Il primo, il sottoscritto, ha voluto evidenziare gli aspetti “turistici” ancora attuali del libro, come la scarsezza e l’inadeguatezza delle strade, spesso interrotte per anni, e la scarsa offerta turistica. In un posto come Palinuro, dove le condizioni climatiche permetterebbero un turismo balneare, e non solo, di almeno sei mesi all’anno, gli esercizi commerciali spesso limitano la loro offerta ai due canonici mesi estivi. Nel libro di De Giorgi si cita per Palinuro il famoso verso di Catullo, che dice ad un amico: “Quando verrai a trovarmi, mangerai bene se ti porterai il cibo e le bevande”. A Palinuro, dopo la fine di settembre, anche oggi nel 2018, può capitare di non trovare neanche un ristorante aperto.

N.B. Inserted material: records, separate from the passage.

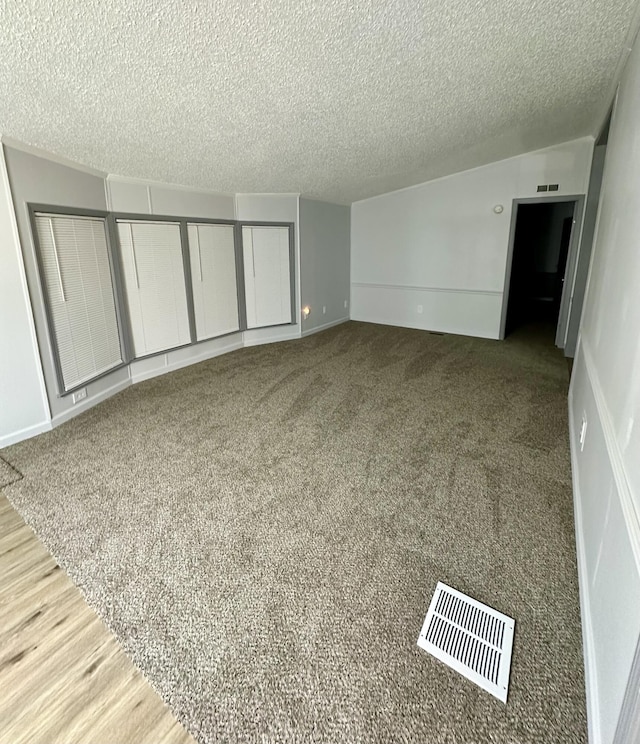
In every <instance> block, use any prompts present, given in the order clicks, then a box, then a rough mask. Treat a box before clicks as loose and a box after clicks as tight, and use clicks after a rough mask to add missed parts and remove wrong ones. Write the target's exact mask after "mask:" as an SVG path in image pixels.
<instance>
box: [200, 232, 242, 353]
mask: <svg viewBox="0 0 640 744" xmlns="http://www.w3.org/2000/svg"><path fill="white" fill-rule="evenodd" d="M187 231H188V235H189V257H190V261H191V283H192V290H193V307H194V314H195V320H196V336H197V339H198V341H202V340H204V339H207V338H214V337H215V336H221V335H223V334H225V333H232V332H233V331H237V330H239V328H240V321H239V317H238V286H237V277H236V254H235V243H234V228H233V225H208V224H194V223H191V224H188V226H187Z"/></svg>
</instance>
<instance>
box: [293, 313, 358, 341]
mask: <svg viewBox="0 0 640 744" xmlns="http://www.w3.org/2000/svg"><path fill="white" fill-rule="evenodd" d="M350 320H351V318H340V319H339V320H332V321H331V322H330V323H323V324H322V325H320V326H316V327H315V328H308V329H307V330H306V331H302V338H304V337H305V336H311V335H312V334H313V333H320V331H326V330H327V328H333V327H334V326H337V325H342V323H348V322H349V321H350Z"/></svg>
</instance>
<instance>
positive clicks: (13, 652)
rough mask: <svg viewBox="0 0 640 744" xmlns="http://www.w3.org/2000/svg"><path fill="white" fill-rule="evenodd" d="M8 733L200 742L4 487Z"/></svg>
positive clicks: (3, 642) (50, 740) (50, 742)
mask: <svg viewBox="0 0 640 744" xmlns="http://www.w3.org/2000/svg"><path fill="white" fill-rule="evenodd" d="M0 742H1V743H2V744H22V743H23V742H25V743H26V742H29V743H30V744H40V743H42V744H62V743H63V742H64V744H77V743H78V744H79V743H81V744H103V743H104V742H109V744H129V743H134V742H135V744H144V743H147V742H148V743H149V744H151V743H153V744H195V743H194V739H192V738H191V736H190V735H189V734H188V733H187V732H186V731H185V729H183V728H182V726H181V725H180V724H179V723H178V721H177V720H176V719H175V717H174V716H173V714H172V713H171V711H170V710H169V708H168V707H167V706H166V705H165V704H164V703H163V701H162V700H161V699H160V697H159V696H158V694H157V693H156V692H155V691H154V690H153V689H152V688H151V686H150V685H149V684H148V682H147V681H146V680H145V679H144V677H143V676H142V675H141V674H140V672H139V671H138V670H137V669H136V668H135V667H134V665H133V663H132V662H131V661H130V659H129V658H128V657H127V656H126V654H125V653H124V651H123V650H122V648H121V647H120V646H119V645H118V642H117V641H116V640H115V638H114V637H113V636H112V635H111V633H110V632H109V630H108V629H107V628H106V626H105V625H104V624H103V623H102V621H101V620H100V618H99V617H98V616H97V615H96V613H95V612H94V611H93V610H92V609H91V608H90V607H89V606H88V605H87V604H86V602H85V601H84V599H83V598H82V595H81V594H80V591H79V590H78V588H77V587H76V586H75V585H74V584H73V583H72V582H71V580H70V579H69V578H68V577H67V576H66V574H65V573H64V572H63V571H62V570H61V569H60V567H59V566H58V564H57V563H56V561H55V559H54V558H53V557H52V556H51V554H50V553H49V552H48V551H47V549H46V548H45V547H44V545H43V544H42V543H41V542H40V540H39V539H38V538H37V537H36V536H35V534H34V533H33V532H32V530H31V528H30V527H28V526H27V525H26V524H25V523H24V521H23V519H22V517H21V516H20V515H19V514H18V513H17V512H16V511H15V509H14V508H13V507H12V506H11V504H10V503H9V502H8V501H7V499H6V497H5V496H3V495H2V494H0Z"/></svg>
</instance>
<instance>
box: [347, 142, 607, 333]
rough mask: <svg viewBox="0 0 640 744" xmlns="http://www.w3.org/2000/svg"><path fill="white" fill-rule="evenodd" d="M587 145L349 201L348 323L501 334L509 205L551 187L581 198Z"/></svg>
mask: <svg viewBox="0 0 640 744" xmlns="http://www.w3.org/2000/svg"><path fill="white" fill-rule="evenodd" d="M592 149H593V139H592V138H590V137H587V138H583V139H580V140H575V141H573V142H567V143H565V144H563V145H558V146H556V147H552V148H548V149H546V150H540V151H538V152H533V153H528V154H527V155H521V156H519V157H516V158H511V159H509V160H503V161H500V162H497V163H493V164H491V165H487V166H483V167H481V168H476V169H474V170H470V171H465V172H464V173H458V174H456V175H453V176H449V177H446V178H441V179H438V180H436V181H430V182H428V183H425V184H421V185H419V186H414V187H411V188H408V189H403V190H401V191H395V192H393V193H391V194H384V195H383V196H378V197H374V198H372V199H367V200H364V201H360V202H356V203H355V204H353V205H352V211H351V317H352V318H353V319H355V320H365V321H371V322H376V323H387V324H391V325H400V326H407V327H410V328H424V329H427V330H436V331H444V332H448V333H461V334H467V335H472V336H484V337H487V338H498V337H499V333H500V316H501V312H502V296H503V292H504V285H505V271H506V263H507V252H508V243H509V230H510V222H511V210H512V202H513V199H516V198H525V197H537V196H539V194H537V192H536V187H537V185H538V184H549V183H557V184H559V190H558V191H557V192H553V196H558V195H573V194H584V193H586V190H587V183H588V177H589V166H590V162H591V152H592ZM498 204H500V205H503V207H504V211H503V212H502V213H501V214H495V213H494V211H493V208H494V206H496V205H498Z"/></svg>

Il secondo relatore, Luigi Speranza, si è soffermato sugli aspetti sociali e sulle precarie condizioni di vita dei contadini, in contrapposizione con la prepotenza dei cosiddetti “galantuomini”, che approfittando della lontananza dei signori, dei padroni delle terre che vivevano lontani dal territorio, costringevano i lavoratori ad un’economia di pura sopravvivenza.

Il terzo ed ultimo relatore, l’editore Giuseppe Galzerano, ha poi narrato diffusamente della vita dell’autore Cosimo De Giorgi e si è soffermato sugli aspetti sociologici e politici, di cui l’opera offre infiniti spunti.

L’attualità e l’interesse degli argomenti trattati non potevano che suscitare un ampio e caloroso dibattito tra il pubblico che affollava la sala. Solo l’ora ormai tarda (si avvicinava la mezzanotte) ha costretto il moderatore e lo stesso Ezio Martuscelli a congedare il pubblico, concludendo così una splendida serata non solo di cultura, ma soprattutto di attualità.